We have been hearing for years about how society's expectations of women are unreasonable. And, they are. Women should not be expected to be the nymphomaniacal, perfectly understanding, macho, waifs they are often portrayed as in normative popular media, both mother and lover and somehow perfectly not either. Women, as a group, have every right to disapprove of and rebel against stereotypes and I applaud every such effort.
I hear very little said, however, about the unfair expectations regarding men. While the female image of perfection is often unattainable and therefore unreasonable it is exactly that, an image. The female ideal of perfection is, in large part, a physical ideal.

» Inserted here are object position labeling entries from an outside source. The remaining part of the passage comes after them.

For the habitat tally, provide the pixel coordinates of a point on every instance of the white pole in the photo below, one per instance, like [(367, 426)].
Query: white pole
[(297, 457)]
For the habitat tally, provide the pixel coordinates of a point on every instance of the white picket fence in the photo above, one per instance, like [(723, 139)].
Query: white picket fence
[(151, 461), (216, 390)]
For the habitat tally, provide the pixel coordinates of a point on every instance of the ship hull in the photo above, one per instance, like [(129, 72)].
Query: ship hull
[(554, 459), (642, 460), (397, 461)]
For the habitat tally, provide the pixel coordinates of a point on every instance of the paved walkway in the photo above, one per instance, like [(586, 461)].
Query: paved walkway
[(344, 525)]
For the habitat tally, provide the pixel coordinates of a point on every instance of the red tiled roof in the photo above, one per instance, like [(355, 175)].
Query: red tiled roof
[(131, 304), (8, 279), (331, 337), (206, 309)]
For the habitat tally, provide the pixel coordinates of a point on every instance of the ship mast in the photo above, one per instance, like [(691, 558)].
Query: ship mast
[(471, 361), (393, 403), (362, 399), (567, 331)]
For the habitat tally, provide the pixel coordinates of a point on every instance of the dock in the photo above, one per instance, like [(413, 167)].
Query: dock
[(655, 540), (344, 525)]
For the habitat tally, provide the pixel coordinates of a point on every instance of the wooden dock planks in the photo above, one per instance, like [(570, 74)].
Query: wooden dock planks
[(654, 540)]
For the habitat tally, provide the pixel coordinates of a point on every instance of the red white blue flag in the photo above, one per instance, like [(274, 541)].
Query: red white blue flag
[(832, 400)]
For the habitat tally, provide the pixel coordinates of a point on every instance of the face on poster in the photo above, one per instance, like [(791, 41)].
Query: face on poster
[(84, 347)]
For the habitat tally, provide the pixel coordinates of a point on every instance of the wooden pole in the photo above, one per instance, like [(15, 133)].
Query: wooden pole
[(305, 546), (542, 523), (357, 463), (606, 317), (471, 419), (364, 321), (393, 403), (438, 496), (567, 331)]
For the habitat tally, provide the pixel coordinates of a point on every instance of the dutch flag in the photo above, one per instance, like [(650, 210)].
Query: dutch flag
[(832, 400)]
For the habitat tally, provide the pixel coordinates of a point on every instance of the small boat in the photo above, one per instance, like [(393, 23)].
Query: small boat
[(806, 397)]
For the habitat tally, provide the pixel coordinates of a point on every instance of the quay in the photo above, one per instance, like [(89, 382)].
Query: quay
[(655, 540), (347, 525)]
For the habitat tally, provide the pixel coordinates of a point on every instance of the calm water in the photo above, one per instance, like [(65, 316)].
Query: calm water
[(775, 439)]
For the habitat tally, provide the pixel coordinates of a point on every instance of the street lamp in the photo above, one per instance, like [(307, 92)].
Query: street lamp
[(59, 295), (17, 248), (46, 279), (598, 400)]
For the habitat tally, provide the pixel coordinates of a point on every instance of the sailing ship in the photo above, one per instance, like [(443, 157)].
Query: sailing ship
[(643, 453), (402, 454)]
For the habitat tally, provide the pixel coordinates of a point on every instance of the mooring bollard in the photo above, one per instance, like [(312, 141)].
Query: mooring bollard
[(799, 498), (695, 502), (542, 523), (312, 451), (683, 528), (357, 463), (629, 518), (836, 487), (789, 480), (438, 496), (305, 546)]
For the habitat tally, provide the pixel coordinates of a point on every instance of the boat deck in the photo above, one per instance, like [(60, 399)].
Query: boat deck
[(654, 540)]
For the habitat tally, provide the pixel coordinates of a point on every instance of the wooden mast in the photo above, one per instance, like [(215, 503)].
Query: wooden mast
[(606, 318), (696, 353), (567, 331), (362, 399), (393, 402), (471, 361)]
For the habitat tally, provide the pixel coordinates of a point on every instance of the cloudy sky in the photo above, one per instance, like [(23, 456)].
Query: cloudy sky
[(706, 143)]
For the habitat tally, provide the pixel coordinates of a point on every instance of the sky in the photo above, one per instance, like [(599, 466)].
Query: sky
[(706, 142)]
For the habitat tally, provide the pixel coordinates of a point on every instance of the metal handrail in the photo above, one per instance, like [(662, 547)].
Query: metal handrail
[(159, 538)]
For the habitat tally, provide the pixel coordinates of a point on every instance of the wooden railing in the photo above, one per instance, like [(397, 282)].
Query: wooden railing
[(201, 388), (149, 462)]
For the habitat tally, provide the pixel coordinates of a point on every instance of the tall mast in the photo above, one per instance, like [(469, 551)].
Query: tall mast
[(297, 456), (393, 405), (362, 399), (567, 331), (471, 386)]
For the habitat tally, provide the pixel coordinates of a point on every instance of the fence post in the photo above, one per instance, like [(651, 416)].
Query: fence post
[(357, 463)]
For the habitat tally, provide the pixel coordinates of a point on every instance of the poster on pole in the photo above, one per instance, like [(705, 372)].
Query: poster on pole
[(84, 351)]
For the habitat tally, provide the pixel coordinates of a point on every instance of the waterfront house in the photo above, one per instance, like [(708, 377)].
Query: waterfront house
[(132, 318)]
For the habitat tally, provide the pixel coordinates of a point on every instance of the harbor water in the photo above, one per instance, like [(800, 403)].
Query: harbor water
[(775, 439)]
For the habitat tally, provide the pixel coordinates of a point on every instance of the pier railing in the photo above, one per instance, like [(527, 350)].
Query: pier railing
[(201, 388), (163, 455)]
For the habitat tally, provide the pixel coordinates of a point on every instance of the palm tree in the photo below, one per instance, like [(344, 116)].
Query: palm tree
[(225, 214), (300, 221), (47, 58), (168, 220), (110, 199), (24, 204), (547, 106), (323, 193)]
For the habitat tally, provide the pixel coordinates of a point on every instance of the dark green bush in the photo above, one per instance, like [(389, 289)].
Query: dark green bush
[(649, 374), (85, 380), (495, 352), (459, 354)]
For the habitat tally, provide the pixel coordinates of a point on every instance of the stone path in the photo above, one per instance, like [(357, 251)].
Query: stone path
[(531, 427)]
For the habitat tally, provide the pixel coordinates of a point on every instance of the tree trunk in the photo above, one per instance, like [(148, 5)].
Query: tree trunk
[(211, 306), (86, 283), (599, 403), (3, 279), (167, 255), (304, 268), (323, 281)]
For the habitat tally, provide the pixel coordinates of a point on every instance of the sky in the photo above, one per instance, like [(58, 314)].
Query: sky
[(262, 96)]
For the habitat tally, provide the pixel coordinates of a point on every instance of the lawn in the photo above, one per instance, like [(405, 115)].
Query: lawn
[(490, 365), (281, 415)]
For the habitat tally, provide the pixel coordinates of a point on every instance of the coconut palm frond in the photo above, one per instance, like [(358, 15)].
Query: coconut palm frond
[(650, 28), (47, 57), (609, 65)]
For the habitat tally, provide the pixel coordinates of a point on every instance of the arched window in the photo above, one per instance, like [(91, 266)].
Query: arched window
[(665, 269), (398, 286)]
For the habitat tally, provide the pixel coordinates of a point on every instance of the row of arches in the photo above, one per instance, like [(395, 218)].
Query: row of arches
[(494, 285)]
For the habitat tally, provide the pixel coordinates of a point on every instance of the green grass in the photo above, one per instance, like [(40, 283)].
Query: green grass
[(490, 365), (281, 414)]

The expectations of men, however, are pervasive and invasive, reaching into every aspect of a man's life. Moreover, these expectations, emotionally, intellectually, professionally, financially and spiritually are every bit as unreasonable as those expectations heaped upon women. A man is expected to be a feminist and respect the equality of women in all things but is still put upon to open doors and buy drinks. Men are supposed to chagrin the objectification of women, to be unconcerned with sex, but are still expected to be world class lovers. Men are expected to be sensitive and open to the needs of others, compassionate and understanding, but men are also expected to keep a level head and never need such understanding themselves. Men are to be sensitive and understanding while never complaining about being the butt of jokes about body hair, toilet seats and shaving scum.
A man is required to suppress violent and competitive urges but is still expected to defend his mate and his family and be professionally and financially successful. Additionally, a man is charged with the second hand success of his mate. A powerful male lawyer, for instance, can date or marry a waitress and her looks or her charm are enough justification. On the other hand, an equally as successful woman does not have leeway to do the reciprocal as the man's level of success reflects upon her. Women can take credit, by proxy, for the success of their husbands but men cannot do the same regarding the success of their wives.
Men are supposed to express their emotions, unless those emotions involve fear or uncertainty. Men are to be tender and gentle but are never to cry and are still the ones expected to go downstairs with a golf club in hand if there is a burglar in the house. Men are to be rugged but metro, carefree but dependable, brave but sensitive, uncompromising but understanding.
On top of all this, the male body image is changing and, much like that of women, is becoming unattainable. We are now constantly barraged by pictures of swollen, abs, slab-like pecks and chiseled jaw lines. At some point in the last decade someone decided that it was no longer enough for a man to simply be healthy but that he had to be some sort of Greg Louganis - Marky Mark - LL Cool J - Adonis but was disallowed from being a workout obsessed muscle man, since that's just too macho.
I am not trying to make this a man versus woman argument. I confess that women probably have a tougher time of it. The fact remains that the expectations of modern manhood are hardly effortless.
What I really want to know is why, in a world that constantly complains about its own superficiality, is my gender supposed to manifest such a plethora of irreconcilable traits, being provider, victor, father, friend, defender, confidant, brother, teacher, therapist and soldier when we still cannot be relied upon to put the toilet seat down?
At least that last one I have mastered. Damn I'm a badass.